The woman turned with a shrug. “Me? I don’t know either. Better look it up in that dictionary. Least you can read.”

Crystal sat at the desk and watched Cassie. Finally she reached for the dictionary, placed it on the stack of papers and thumbed her way through it. “‘Infirmity. Being feeble, having a failing.’ I guess that means old people.”

She closed the book and tried to erase the damage the book had done to the neat stack of papers. “I think Father needs help with his papers,” she murmured as she lined the edges and thumped the papers into a neat pile. Now she realized what the papers contained.

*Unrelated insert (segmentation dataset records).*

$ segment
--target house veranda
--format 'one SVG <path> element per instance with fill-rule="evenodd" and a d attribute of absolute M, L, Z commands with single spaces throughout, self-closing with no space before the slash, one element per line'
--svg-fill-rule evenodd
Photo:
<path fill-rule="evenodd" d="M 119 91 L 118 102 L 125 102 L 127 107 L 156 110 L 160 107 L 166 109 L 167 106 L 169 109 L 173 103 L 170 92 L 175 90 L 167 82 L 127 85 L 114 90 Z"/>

With a quick glance, she thumbed her way through them. Here in front of her were the documents and bill of sale for each of the slaves. She recognized the names. This one was the bill of sale on Cassie, and this one was Tammera’s. The papers bore the numbers assigned to the slave, a description, known background and the date of purchase. Quickly she found the one for Joseph. He had been bought as a child of fourteen. That was four years before her birth! She felt her throat squeeze tight. With a strange sensation of being led where she didn’t want to go, she folded the paper and stuffed it into her pocket.